Safeguarding Women, Protecting Pastors

Elyse M. Fitzpatrick

Introduction:

  • What I am saying:
  • What I am not saying:

Elders in the church should encourage women to get training in biblical counseling for a number of reasons.

For the Kingdom’s Sake

•Mature women are commanded to wisely train younger women.

–“Older women likewise are to be reverent in behavior, not slanderers or slaves to much wine. They are to teach what is good, and so train the young women to love their husbands and children, to be self-controlled, pure, working at home, kind, and submissive to their own husbands, that the word of God may not be reviled.” Titus 2:2-5

•Inferences from Titus 2:3-5

–“No one, not even Titus, is better able to train a young woman than an experienced older woman.” (William Hendriksen, New Testament Commentary of the Pastoral Epistles)

–There were (and are) mature women (reverent, devout, temperate servants) who had gifts and experiences that qualified them to wisely counsel and train other women.

–Since there are both gender specific and non-specific categories listed in these verses, women are commanded to teach one another in every area of life:

•Gender-specific categories: how to love and submit to their husbands, homemaking skills.
•Non-specific categories: right living, having a sound mind, sober-mindedness, kindness, loving their children.

•The ministry of women helping women should not be limited to “home economics” alone, but should also include training in godliness in all areas. Spiritually mature women can help other women in every area of life. Titus 2 is not meant to limit a woman’s one-on-one ministry but rather to be an example of the many areas that women can serve each other.

•The Word of God is “exposed to reproach” when women fail to take up this calling in at least two areas:

–When Christian women are untrained, ungodly and unrestrained, demonstrating a need for a strong theological foundation and a practical working out of the implications of Christian womanhood.
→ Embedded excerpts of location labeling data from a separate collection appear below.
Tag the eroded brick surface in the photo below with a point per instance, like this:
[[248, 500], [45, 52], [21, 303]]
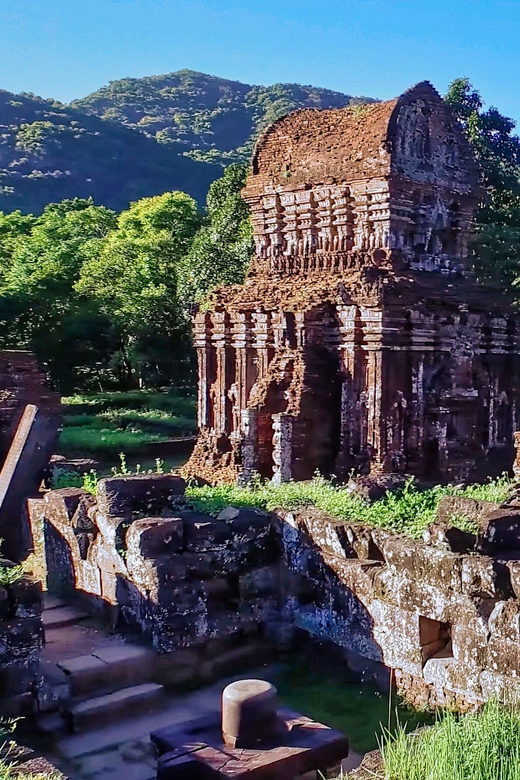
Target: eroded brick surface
[[360, 339]]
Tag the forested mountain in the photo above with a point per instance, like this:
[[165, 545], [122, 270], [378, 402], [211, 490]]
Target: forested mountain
[[137, 137], [203, 116], [49, 152]]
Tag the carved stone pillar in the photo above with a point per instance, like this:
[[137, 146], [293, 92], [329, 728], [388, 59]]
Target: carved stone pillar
[[282, 447], [248, 445]]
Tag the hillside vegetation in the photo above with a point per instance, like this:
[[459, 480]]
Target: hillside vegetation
[[203, 116], [137, 137], [50, 152]]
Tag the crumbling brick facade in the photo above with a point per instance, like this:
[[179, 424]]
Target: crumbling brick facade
[[360, 338], [22, 383]]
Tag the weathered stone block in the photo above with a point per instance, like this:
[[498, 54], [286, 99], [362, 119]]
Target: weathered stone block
[[200, 565], [460, 506], [151, 536], [503, 656], [250, 525], [20, 637], [514, 573], [504, 621], [323, 531], [485, 577], [357, 575], [26, 597], [400, 622], [397, 653], [426, 599], [500, 528], [203, 532], [68, 506], [500, 686], [123, 495], [423, 563], [441, 534], [453, 675], [469, 647]]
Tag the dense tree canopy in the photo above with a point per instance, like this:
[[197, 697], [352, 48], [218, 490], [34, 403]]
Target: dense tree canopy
[[134, 279], [497, 149]]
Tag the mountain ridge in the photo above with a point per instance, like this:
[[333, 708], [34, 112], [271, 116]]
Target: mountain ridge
[[138, 137]]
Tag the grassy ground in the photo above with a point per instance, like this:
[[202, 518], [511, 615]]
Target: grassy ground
[[409, 510], [318, 689], [109, 423], [482, 746]]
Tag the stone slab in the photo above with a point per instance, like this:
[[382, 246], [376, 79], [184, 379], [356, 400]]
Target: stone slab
[[302, 745], [21, 473], [63, 616], [119, 703]]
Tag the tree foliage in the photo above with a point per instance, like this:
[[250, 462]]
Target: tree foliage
[[223, 247], [39, 310], [497, 150], [134, 279]]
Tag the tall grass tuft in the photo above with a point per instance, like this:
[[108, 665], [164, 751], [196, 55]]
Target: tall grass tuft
[[479, 746], [408, 511]]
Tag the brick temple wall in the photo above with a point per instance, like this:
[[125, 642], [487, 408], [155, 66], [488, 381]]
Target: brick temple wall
[[21, 383]]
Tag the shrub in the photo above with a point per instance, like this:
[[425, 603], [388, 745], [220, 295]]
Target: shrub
[[478, 746]]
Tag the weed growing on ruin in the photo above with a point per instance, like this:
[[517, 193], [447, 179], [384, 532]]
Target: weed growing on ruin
[[478, 746], [107, 423], [9, 575], [408, 510]]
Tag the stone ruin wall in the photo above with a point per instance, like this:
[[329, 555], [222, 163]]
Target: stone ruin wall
[[439, 617], [21, 383], [21, 640], [201, 590], [359, 340]]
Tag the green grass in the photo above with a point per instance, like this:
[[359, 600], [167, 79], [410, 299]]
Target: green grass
[[109, 441], [481, 746], [169, 401], [409, 510], [357, 709], [109, 423]]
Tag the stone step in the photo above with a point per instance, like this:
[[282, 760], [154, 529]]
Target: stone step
[[50, 601], [125, 703], [62, 616], [109, 669]]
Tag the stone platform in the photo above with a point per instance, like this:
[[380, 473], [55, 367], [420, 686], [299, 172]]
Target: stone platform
[[195, 750]]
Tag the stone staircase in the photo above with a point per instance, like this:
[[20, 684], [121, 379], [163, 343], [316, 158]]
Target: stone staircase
[[90, 678]]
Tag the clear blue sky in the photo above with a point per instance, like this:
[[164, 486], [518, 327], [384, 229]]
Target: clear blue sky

–When pastors and female counselees get involved in ungodly relationships.

•Mature women have an advantage over mature men in the training of young women because

–A mature woman who has identified and confronted her own sin can understand the gender-specific dynamics of another woman’s sin.

•The Standard is always God’s Word.
•The Situation and Application of the Word is unique.
•The difference between a shotgun and a scapel. Both work – one is more on point and specific.

•Mature women have an advantage over mature men in the training of young women because

–A woman is best at helping another woman know how to subordinate herself to her husband.

–A woman understands physiological differences that men may be uncomfortable with or uninformed about.

Peter taught women (publicly) to follow the example of another woman, Sarah, in learning to be submissive, godly and courageous (1 Peter 3:1f). Younger women should have before them living examples of women who model godly behavior.

For Our Pastors and Male Counselor’s Sake

•Protection – All Christians (men and women) are commanded to flee from the potential of sexual sin, not stay and try to resist it (2 Timothy 2:22).

•Improper Bonding – The nature of counseling is to “bond” with another – to open one’s heart, to share intimate details of personal struggles. (Some men may equate protection with sexual intimacy.)

•For the counselor’s wife’s sake

•Following the biblical example: There is no example of long-term one-on-one cross-gender counseling anywhere in Scripture. For a woman to have spent intimate time with the disciples (or Christ Himself) would have been shameful and unheard of. Jesus chose males for friends. Although He did have friends who followed with him and whom he encouraged in this, we have no record of women in long term private sharing times.

•What is the most loving, wise course of action?

For the Counselee’s Sake

•Wives who may already be struggling in their marriage do not need to bond with another more understanding man.

•Marital problems may be exacerbated by cross-gender counseling.

“Cross-gender counseling might be a biblical option, but only in limited circumstances. It is, however, particularly unwise when it involves long-term counseling. Individual counseling for marriage problems, for concerns of singles, or for divorce issues are situations in which long-term cross-gender counseling has significant potential to create difficulties. A counselor is unfair, unwise, and unloving to proceed with a counseling case in which he/she is not experiencing difficulty with sinful attraction, but the counselee might be.”

Carol Cornish, “Women Helping Women”

How can you encourage women in your congregation to hear and fulfill God’s call to help other women?

•Teach them to rely on the Holy Spirit’s gifting and that they don’t have to have an answer for everything. Teach them to use what they have!

•Encourage them, by God’s grace, to seek to become women who are reverent, devout, self-controlled who doesn’t gossip, grounded both in the depths of theology and the practical out working of the great truths of Scripture.

•Encourage them to pray for wisdom as they walk through the difficulties of life on this sin-cursed, yet partially redeemed planet.

•Appoint a mature woman to form a study group with women in the church and work through theological books together.

•Make a way for them to take courses and attend seminars. This means making their training and support a line item on the budget. Among Evangelical Protestant churches, women make up the majority (55%)[i]. Among those seeking counseling, women make up a far greater majority. Therefore, it would be to your congregation’s advantage to train women to care for other women.

•Become IBCD/ACBC certified. Find a friend or mentor who will go through the reading and tests with you.